Policja i prokuratura badają okoliczności tragicznego wypadku, do którego doszło w niedzielę na drodze wojewódzkiej numer 615 w Mławie. Ze wstępnych ustaleń wynika, że kierujący audi zjechał z drogi i uderzył w drzewo. 32-latek zmarł w szpitalu, a 25-letnia pasażerka walczy o życie.
Do wypadku doszło w niedzielę na trasie Mława-Ciechanów. Jak wynika z ustaleń policjantów pracujących na miejscu wypadku, 32-letni mieszkaniec Mławy, jadąc audi w kierunku Ciechanowa, z nieznanych przyczyn, zjechał na przeciwległy pas ruchu i uderzył w drzewo.
Rzeczniczka mławskiej policji aspirant sztabowy Anna Pawłowska poinformowała, że pomoc wezwał przejeżdżający tamtędy kierowca.
Oboje byli zakleszczeni w aucie
- W chwili interwencji służb ratunkowych, kierowca i pasażerka byli zakleszczeni we wraku pojazdu. Zostali wyjęci z pojazdu przez straż pożarną i przetransportowani przez załogi ratownictwa medycznego do szpitali. 32-letni kierowca, zmarł po przewiezieniu do szpitala w Ciechanowie. Pasażerka, 25-letnia mławianka, w stanie ciężkim trafiła do szpitala w Mławie.
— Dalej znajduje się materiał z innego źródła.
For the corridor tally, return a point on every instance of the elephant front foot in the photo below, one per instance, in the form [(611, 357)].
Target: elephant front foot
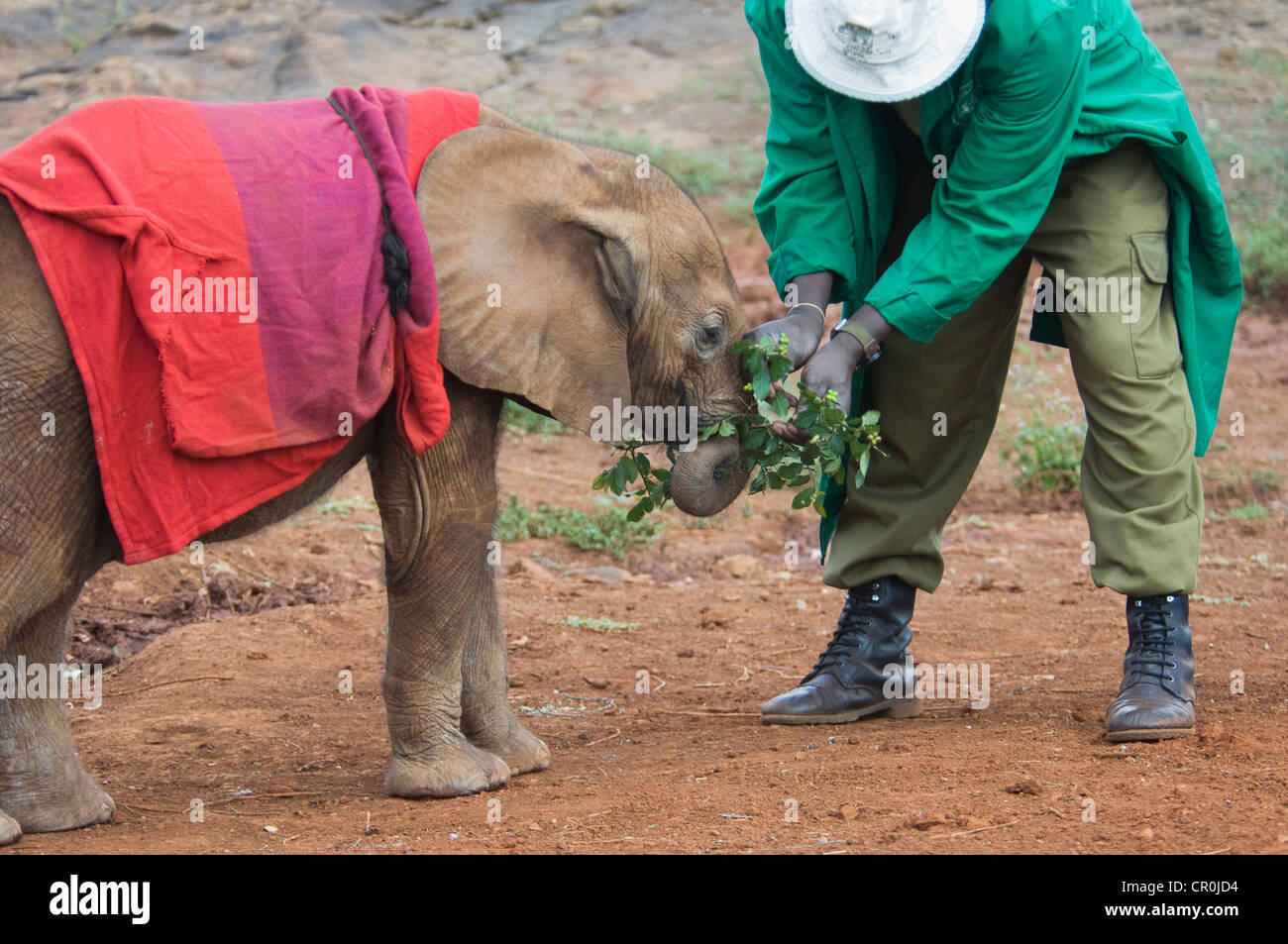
[(65, 802), (522, 750), (454, 768)]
Trwają szczegółowe ustalenia przebiegu i przyczyn wypadku - podała policjantka.
I zaapelowała do kierowców o zachowanie szczególnej ostrożności w związku z trudnymi warunkami atmosferycznymi. - Opady deszczu i deszczu ze śniegiem, a także silny wiatr, znacząco pogarszają widoczność na drodze i przyczepność pojazdów, co zwiększa ryzyko wypadków - przestrzegła policjantka.